J’ai lu l’article de Yassin Temlali (El Watan du 09/11/2013) avec intérêt, car la question ne réside pas en la personne de Boualem Sansal, mais dans les idées exposées par ce dernier. Yassin Temlali aborde deux idées majeures dans son texte, d’une part, les déclarations de Boualem Sansal et, d’autre part, la place de l’intellectuel dans la société, même si cette question est associée aux entretiens que B. Sansal a accordés aux médias, y compris El Watan dans la même édition.

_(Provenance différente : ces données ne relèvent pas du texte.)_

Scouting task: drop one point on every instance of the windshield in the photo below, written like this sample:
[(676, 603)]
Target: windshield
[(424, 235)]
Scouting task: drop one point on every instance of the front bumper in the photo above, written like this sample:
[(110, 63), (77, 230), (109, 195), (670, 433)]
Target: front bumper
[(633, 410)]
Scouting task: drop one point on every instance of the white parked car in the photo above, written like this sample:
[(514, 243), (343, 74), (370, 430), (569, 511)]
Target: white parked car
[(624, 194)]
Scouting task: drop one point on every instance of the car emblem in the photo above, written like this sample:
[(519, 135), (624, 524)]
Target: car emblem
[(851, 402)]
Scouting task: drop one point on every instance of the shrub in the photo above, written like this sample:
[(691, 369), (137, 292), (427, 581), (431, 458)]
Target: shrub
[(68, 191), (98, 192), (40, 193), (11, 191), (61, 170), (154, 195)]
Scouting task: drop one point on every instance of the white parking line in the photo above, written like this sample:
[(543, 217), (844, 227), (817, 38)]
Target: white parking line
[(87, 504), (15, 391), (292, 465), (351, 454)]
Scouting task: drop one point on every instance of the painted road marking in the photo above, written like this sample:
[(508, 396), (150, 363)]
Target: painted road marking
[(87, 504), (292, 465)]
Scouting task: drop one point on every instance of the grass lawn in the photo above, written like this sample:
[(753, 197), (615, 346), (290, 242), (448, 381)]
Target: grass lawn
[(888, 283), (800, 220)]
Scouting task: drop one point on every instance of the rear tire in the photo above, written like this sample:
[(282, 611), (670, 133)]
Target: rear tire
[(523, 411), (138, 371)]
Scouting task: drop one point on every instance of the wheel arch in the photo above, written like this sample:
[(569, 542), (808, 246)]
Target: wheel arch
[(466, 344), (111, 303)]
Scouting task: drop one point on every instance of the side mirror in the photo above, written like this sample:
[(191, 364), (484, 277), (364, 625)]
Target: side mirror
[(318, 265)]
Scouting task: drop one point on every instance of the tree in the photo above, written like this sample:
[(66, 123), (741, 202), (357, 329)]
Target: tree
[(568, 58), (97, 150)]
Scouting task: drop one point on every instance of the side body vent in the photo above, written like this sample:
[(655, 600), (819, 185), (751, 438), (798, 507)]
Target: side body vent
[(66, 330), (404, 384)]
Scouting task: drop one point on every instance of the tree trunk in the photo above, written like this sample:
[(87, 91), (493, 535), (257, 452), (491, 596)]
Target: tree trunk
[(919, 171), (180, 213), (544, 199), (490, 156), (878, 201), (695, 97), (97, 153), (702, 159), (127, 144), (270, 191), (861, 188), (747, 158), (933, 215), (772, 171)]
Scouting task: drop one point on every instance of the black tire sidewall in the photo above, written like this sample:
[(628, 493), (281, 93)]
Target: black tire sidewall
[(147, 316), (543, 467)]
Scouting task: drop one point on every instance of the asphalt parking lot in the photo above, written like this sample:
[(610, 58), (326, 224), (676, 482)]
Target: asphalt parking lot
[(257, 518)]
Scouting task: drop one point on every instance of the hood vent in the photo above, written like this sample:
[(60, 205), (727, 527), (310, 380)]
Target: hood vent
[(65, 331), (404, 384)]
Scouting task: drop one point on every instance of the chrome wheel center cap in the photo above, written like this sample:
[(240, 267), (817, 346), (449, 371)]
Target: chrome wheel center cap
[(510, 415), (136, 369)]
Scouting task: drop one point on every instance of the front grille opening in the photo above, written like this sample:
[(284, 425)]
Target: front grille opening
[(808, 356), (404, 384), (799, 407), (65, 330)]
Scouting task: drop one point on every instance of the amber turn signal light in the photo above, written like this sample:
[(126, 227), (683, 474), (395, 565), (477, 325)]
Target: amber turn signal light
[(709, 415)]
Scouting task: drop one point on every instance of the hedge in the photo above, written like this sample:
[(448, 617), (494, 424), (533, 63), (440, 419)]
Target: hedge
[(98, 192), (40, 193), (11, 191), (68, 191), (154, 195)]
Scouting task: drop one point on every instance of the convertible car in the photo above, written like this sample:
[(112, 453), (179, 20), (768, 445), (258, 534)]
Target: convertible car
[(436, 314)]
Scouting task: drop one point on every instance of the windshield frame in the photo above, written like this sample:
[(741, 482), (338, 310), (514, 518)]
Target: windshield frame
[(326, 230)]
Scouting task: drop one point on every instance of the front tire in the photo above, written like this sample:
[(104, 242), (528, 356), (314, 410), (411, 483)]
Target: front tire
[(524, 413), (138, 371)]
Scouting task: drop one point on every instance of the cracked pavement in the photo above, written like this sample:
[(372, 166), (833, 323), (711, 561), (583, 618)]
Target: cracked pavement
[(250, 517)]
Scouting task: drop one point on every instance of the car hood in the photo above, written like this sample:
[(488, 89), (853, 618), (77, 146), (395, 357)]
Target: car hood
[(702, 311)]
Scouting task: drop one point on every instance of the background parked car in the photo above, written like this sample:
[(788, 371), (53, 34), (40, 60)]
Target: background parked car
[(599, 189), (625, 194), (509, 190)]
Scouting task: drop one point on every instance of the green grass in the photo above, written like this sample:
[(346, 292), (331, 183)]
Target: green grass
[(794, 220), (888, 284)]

Y. Temlali a écrit : « Si Boualem Sansal s’est mué, comme par enchantement, en politologue, historien et islamologue, c’est principalement grâce à la complaisance de certains médias français de grande diffusion. Sans leur étonnante indulgence, il ne se serait pas bombardé spécialiste d’une région aussi vaste que ce brumeux « monde arabo-musulman », dont il ne parle probablement aucune des langues (à part l’arabe algérien) et qu’il n’a jamais (ou presque) visité sinon pour prêcher la « paix israélo-palestinienne » depuis une ville occupée, Jérusalem ». Il semble que Monsieur Temlali n’a pas encore lu l’ouvrage, car à la page 11, l’auteur écrit que son texte n’est pas un traité académique et qu’il n’est ni historien, ni philosophe, et son livre n’est ni une investigation journalistique et n’est pas du tout un essai d’islamologie. Il s’agit bel et bien d’une opinion et d’un témoignage d’un écrivain sur les mutations de sa société et celles qu’il côtoie. De plus, il témoigne de l’incursion de l’islamisme dans la vie sociale au quotidien. Certes, le discours de B. Sansal est areligieux, lui-même se déclare athée [1]. Cependant, nous savons que les médias, d’ici ou d’ailleurs, cherchent souvent les opinions plus réactionnaires et parfois radicales, pour augmenter leur audience et leur tirage ! De plus, cette liberté de critiquer les religions n’est pas encore acquise dans notre société, pour plusieurs facteurs, que tout lecteur peut deviner, et empêche d’y aller sur ce terrain, comme l’ont écrit Y. Temlali et B. Sansal, des intellectuels ont été assassinés lâchement pour leur idée et leur engagement : Tahar Djaout, Boucebci et d’autres personnalités brillantes.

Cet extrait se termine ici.